2. O jornalista e político paraibano Antenor de França Navarro, amigo de infância de Pedrosa.

3. A Agência Brasileira de Notícias, criada pelo poeta surrealista e jornalista Américo Facó, foi a primeira rede nacional de divulgação de notícias do Brasil, com sucursais em vários Estados. Para organizá-las, em 1927 o poeta modernista Manuel Bandeira esteve em Salvador, Recife, Paraíba, Natal, Fortaleza, São Luís do Maranhão e Belém. Pedrosa também cita o sociólogo Gilberto Freyre, amigo de Bandeira e autor de Casa Grande e Senzala, e o escritor e crítico literário José Geraldo Vieira.

4. Dono do jornal, Júlio de Mesquita morreu em março de 1927. Plínio Barreto, que o substituiu no comando, fora chefe de Pedrosa no Diário da Noite.

5. Depois de uma campanha de mais de dois anos que percorreu cerca de 25 mil quilômetros por 13 Estados, a Coluna Prestes, comandada por Luís Carlos Prestes, foi para a Bolívia em fevereiro de 1927 e lá se exilou. Rafael Correia de Oliveira foi o primeiro jornalista brasileiro a entrevistar Prestes e seus companheiros no exílio.

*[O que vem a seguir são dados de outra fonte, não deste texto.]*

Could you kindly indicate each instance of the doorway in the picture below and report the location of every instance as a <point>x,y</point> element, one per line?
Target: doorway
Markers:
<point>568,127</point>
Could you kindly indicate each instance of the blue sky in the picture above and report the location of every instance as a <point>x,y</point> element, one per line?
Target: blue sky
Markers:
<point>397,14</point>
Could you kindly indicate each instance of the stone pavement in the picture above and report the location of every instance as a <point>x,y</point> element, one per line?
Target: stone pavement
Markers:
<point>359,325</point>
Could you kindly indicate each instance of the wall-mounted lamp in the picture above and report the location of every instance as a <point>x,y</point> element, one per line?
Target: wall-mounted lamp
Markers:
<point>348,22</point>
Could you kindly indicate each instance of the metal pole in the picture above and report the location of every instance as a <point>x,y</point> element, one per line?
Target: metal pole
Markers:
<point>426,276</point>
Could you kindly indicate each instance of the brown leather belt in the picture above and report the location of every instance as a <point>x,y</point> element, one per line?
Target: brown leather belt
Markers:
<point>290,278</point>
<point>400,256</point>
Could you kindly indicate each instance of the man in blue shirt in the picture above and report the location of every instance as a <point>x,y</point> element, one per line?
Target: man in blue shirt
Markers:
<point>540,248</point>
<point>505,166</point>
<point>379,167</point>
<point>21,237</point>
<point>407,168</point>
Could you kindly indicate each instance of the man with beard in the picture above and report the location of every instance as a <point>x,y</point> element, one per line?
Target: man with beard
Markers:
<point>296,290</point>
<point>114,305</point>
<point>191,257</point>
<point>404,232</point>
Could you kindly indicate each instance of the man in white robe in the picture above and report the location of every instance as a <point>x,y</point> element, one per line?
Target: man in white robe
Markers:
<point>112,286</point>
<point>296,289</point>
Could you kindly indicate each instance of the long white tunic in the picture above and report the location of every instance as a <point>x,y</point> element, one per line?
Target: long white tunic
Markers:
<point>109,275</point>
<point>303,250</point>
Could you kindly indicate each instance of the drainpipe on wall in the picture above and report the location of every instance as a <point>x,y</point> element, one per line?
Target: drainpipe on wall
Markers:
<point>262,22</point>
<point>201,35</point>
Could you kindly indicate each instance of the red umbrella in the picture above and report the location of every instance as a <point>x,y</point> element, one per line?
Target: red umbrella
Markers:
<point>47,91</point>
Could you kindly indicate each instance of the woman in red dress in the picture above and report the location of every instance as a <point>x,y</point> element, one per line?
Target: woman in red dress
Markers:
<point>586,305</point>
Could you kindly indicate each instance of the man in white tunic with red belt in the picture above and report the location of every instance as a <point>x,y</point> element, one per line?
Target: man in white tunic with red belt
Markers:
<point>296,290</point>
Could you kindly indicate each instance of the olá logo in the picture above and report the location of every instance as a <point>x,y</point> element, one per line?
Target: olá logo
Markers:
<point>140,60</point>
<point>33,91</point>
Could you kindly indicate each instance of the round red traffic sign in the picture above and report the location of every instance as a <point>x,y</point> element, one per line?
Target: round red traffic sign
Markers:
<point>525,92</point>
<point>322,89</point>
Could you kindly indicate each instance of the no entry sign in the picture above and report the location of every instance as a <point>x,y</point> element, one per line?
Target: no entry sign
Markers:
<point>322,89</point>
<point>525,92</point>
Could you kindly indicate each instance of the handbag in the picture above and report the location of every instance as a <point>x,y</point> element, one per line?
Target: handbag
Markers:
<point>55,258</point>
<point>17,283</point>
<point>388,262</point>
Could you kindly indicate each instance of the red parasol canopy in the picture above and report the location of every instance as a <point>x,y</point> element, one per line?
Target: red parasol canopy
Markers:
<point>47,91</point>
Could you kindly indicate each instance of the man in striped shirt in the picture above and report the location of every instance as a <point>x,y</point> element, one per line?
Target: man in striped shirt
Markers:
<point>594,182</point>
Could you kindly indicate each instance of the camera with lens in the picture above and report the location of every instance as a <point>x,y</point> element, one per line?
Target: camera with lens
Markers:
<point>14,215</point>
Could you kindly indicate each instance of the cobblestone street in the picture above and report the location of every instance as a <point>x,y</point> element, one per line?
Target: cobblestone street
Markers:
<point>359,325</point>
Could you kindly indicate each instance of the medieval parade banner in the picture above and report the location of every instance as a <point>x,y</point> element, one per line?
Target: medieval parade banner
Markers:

6. Em 1927, o crítico de arte Antônio Bento de Araújo Lima, que era muito amigo de Pedrosa, elegeu-se deputado estadual no Rio Grande do Norte.

7. Pedrosa se refere ao escritor Mário de Andrade, que acabava de encerrar uma viagem pelo Norte para pesquisar a cultura popular. A segunda, que se organizou a partir de um convite de Antônio Bento e outros amigos, só aconteceria bem depois. Entre dezembro de 1928 e o fim de fevereiro de 1929, o escritor visitou Pernambuco, Paraíba, Rio Grande do Norte e, de passagem, Alagoas. Seu diário Viagem Etnográfica foi publicado postumamente no livro O Turista Aprendiz.

8. O escritor José Lins do Rego, primo de Pedrosa. Ele trabalhava em Maceió como fiscal desde 1926.

9. Mary Houston, que depois se casou com Pedrosa, escreve de Paris, onde sua irmã, a cantora lírica Elsie Houston estava desde 1926 para estudar canto e fazer apresentações. O poeta surrealista Benjamin Péret mais tarde se casará com Elsie. Mary se refere a mais dois importantes escritores surrealistas, Louis Aragon e André Breton. Em janeiro de 1927, os três e o poeta surrealista Paul Éluard tinham aderido ao Partido Comunista Francês.

10. Marcel Fourrier e Victor Crastre faziam parte da equipe de redação da revista Clarté, ligada ao PC francês. O escritor Victor Serge, que fora para Petrogrado em fevereiro de 1919 para se juntar ao processo revolucionário russo, enviava de lá artigos para a revista.

11. O dirigente soviético Leon Trotsky, um dos líderes da Revolução Russa.

12. O dirigente comunista francês Marcel Cachin era editor do jornal L’Humanité, órgão oficial do PCF. O também dirigente Jacques Doriot colaborava com o jornal.

13. Lenin, o principal líder da Revolução Russa e chefe de governo da União Soviética (URSS) até sua morte, em 1924.

14. Mujique quer dizer camponês em russo.